También encontramos ese pudor, muy de hithcockiano, cuando el propio mirón se avergüenza en ciertos momentos (ante la pareja de recién casados que se pasan la película haciendo el amor o ante   la bailarina, duchándose). O en la propia historia de amor de los dos personajes protagonistas. «Ella pertenece a esa atmósfera enrarecida de Park Avenue: Restaurantes caros y fiestas de cóctel de intelectuales. La gente sensata se queda en el lugar donde pertenece. ¿Puede imaginarla vagando por el mundo con un fotógrafo que nunca tiene más que el salario semanal en el banco? Si sólo fuera común y corriente».

 Dos personajes completamente distintos, una mujer sofisticada y un hombre, aventurero. De hecho, la secuencia del beso supone casi una invasión por parte de Grace Kelly.

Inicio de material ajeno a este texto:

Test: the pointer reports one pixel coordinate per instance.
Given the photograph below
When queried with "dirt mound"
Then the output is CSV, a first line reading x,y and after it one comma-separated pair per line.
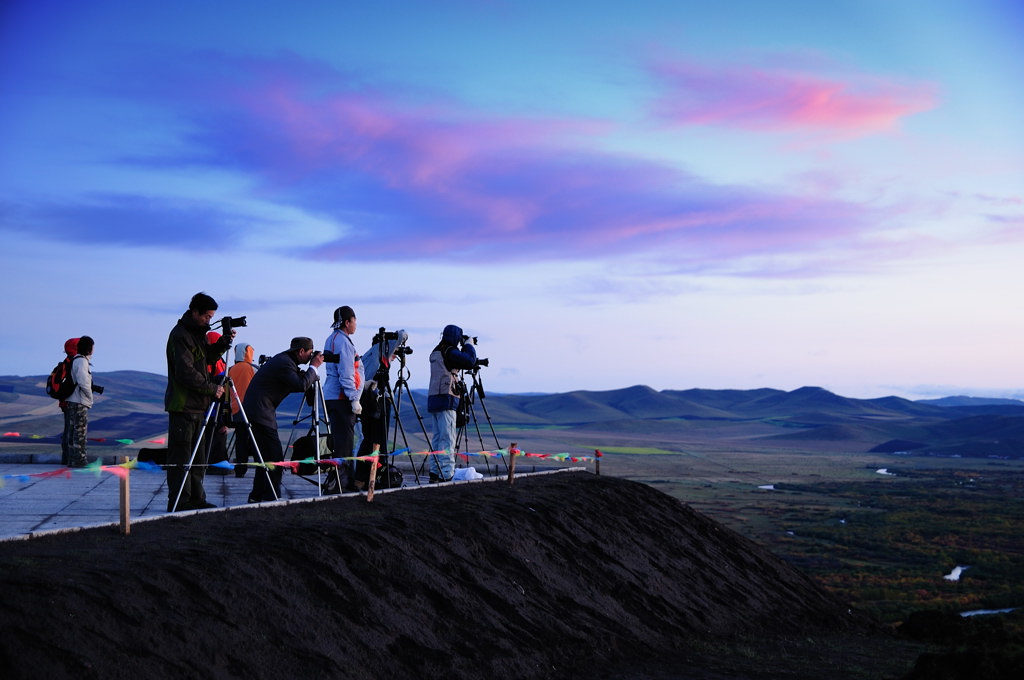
x,y
557,572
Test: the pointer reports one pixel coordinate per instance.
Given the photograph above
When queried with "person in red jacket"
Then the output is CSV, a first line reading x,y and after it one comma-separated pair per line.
x,y
71,349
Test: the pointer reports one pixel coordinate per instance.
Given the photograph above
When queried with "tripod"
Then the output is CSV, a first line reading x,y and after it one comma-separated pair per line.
x,y
468,413
376,421
317,415
211,414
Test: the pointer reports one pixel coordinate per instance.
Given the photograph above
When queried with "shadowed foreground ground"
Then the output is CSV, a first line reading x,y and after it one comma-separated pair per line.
x,y
560,576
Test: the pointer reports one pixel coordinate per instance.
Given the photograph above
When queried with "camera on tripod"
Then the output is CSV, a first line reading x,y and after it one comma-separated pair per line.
x,y
383,335
227,323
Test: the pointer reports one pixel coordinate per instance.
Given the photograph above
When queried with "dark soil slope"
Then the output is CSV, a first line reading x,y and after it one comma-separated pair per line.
x,y
547,579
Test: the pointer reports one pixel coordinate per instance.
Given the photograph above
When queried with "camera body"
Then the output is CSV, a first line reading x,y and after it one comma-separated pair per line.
x,y
227,323
383,335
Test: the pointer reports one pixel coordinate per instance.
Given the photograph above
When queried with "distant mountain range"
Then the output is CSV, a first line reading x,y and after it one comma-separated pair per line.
x,y
132,408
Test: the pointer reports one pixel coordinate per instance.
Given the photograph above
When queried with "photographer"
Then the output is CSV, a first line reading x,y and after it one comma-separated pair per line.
x,y
189,391
273,381
343,386
455,352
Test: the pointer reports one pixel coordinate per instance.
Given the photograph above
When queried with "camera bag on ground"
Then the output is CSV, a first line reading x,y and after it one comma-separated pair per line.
x,y
60,385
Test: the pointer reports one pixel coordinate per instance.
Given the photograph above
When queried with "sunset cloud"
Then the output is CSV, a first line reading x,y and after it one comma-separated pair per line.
x,y
427,178
776,99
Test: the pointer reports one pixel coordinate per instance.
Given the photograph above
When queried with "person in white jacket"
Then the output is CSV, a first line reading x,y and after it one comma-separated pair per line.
x,y
80,401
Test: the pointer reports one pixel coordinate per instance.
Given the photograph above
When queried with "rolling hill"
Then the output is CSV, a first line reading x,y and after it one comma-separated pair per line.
x,y
132,408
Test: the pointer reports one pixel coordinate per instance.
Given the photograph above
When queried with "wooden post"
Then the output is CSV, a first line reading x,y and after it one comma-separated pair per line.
x,y
125,501
373,473
512,453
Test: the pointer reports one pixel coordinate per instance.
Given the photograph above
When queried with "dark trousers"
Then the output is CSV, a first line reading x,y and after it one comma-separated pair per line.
x,y
266,483
79,426
375,420
182,433
243,443
342,426
67,435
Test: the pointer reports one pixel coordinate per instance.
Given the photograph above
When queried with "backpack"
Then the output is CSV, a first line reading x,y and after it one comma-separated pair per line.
x,y
60,385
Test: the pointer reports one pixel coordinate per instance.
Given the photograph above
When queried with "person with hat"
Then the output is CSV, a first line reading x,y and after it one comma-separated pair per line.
x,y
79,402
454,353
343,385
190,389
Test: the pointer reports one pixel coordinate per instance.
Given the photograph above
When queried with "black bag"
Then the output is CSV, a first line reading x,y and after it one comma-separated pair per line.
x,y
303,448
60,385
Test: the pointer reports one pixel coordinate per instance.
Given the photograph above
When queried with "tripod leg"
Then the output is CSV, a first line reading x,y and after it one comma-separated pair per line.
x,y
192,459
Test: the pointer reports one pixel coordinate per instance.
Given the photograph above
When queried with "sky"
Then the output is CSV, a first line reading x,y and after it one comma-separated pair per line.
x,y
673,194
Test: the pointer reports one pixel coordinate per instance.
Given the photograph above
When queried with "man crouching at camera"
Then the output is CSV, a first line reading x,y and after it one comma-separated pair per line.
x,y
273,381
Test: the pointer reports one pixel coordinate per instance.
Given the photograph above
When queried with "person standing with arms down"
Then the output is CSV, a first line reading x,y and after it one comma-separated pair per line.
x,y
242,373
273,381
189,391
79,404
343,386
442,397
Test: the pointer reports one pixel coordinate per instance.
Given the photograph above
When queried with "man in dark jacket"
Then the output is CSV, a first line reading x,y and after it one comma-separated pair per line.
x,y
189,391
273,381
454,353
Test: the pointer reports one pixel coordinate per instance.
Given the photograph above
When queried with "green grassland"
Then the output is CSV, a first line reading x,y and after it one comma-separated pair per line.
x,y
883,542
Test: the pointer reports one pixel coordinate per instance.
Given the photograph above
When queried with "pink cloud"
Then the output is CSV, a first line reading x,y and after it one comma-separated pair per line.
x,y
764,99
414,177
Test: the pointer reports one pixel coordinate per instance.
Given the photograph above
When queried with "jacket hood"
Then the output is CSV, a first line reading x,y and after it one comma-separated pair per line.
x,y
244,353
452,334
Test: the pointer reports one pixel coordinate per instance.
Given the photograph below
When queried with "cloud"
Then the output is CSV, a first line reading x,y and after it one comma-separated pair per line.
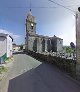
x,y
15,36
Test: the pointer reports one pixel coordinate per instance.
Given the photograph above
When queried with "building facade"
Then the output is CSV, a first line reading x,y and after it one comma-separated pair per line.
x,y
40,43
5,46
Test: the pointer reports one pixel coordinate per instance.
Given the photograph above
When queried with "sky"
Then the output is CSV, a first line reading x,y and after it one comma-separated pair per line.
x,y
51,19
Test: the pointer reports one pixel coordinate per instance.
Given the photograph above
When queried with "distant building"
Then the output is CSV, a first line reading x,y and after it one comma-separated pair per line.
x,y
5,46
40,43
16,47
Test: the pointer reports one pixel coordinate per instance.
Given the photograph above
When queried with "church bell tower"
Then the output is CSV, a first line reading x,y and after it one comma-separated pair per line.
x,y
30,24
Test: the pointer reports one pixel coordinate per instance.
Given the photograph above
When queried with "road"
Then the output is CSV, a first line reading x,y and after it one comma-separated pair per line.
x,y
30,75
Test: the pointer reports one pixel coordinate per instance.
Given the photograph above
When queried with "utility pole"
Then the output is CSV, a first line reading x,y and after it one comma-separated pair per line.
x,y
78,43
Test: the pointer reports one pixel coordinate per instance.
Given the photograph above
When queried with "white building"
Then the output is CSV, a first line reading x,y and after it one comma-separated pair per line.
x,y
5,47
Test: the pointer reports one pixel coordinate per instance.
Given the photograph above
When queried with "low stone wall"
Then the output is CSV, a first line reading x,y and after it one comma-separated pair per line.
x,y
66,65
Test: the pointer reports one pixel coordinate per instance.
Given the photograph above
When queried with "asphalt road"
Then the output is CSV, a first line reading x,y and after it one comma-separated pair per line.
x,y
30,75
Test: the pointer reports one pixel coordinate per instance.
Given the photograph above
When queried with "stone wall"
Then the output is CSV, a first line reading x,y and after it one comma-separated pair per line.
x,y
66,65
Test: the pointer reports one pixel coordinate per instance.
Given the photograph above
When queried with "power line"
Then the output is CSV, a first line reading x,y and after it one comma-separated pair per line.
x,y
28,7
61,5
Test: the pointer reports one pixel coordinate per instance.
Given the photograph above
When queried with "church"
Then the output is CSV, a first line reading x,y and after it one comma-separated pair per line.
x,y
39,43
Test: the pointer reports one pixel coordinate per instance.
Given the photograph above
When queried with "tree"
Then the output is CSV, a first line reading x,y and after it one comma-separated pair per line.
x,y
72,45
21,47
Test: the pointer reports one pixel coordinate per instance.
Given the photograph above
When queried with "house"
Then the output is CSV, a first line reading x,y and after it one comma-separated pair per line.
x,y
16,47
40,43
5,47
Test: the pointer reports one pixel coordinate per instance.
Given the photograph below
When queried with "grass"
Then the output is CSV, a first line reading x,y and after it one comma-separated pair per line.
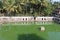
x,y
26,32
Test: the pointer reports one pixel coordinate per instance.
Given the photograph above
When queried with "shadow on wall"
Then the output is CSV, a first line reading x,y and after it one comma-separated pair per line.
x,y
29,37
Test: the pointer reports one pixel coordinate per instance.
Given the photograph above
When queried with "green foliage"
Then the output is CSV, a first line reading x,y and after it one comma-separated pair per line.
x,y
1,4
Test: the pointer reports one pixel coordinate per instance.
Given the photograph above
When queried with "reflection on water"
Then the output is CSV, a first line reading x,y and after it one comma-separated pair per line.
x,y
30,23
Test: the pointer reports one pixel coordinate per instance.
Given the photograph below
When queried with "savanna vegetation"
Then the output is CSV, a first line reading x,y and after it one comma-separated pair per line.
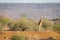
x,y
25,24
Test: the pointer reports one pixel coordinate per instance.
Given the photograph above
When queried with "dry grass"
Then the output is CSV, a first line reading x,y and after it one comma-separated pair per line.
x,y
7,34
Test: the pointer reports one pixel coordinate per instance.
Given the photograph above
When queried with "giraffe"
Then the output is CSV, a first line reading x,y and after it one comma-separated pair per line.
x,y
40,25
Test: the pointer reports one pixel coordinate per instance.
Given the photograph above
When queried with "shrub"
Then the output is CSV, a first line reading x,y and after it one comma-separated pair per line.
x,y
16,37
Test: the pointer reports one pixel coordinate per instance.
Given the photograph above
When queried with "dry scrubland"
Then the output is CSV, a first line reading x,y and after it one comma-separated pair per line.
x,y
29,28
6,35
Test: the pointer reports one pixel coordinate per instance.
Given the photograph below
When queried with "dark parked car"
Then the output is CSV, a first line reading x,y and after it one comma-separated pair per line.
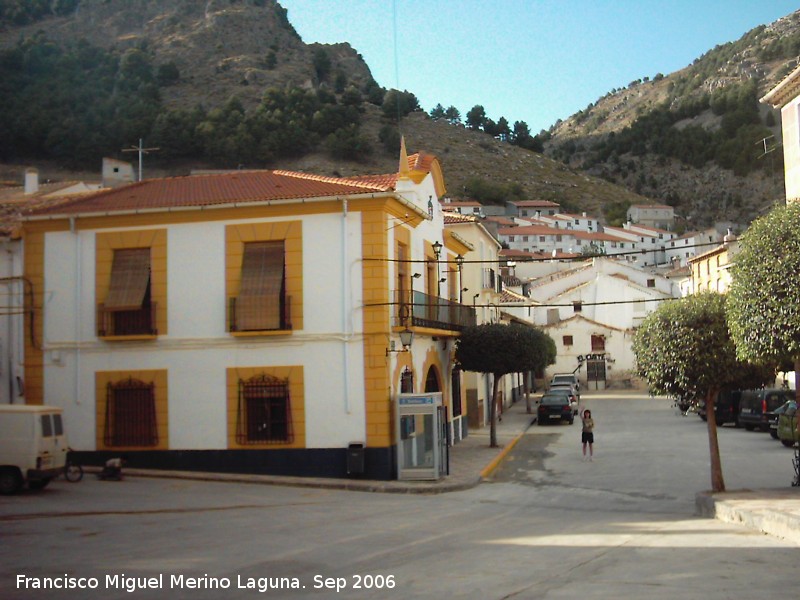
x,y
567,386
772,418
726,408
569,391
555,407
566,378
755,407
787,425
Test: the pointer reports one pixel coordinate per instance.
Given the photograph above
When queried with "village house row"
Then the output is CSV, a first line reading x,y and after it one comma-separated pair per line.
x,y
268,321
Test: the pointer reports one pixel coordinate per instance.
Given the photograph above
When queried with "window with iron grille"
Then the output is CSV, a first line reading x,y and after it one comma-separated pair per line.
x,y
455,388
598,343
130,414
264,413
406,381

Siendo ella el personaje con el que acabamos este análisis y la película, que terminará igual que empieza, con el primer plano del termómetro pero con un sentido completamente diferente. El termómetro marca un descenso de las temperaturas, el personaje de James Stewart está feliz al lado de Grace Kelly (quien no lo estaría en la vida real), mientras que ella nos indica estar instalada en el piso, leyendo un libro de viajes que cambiará por una revista de moda.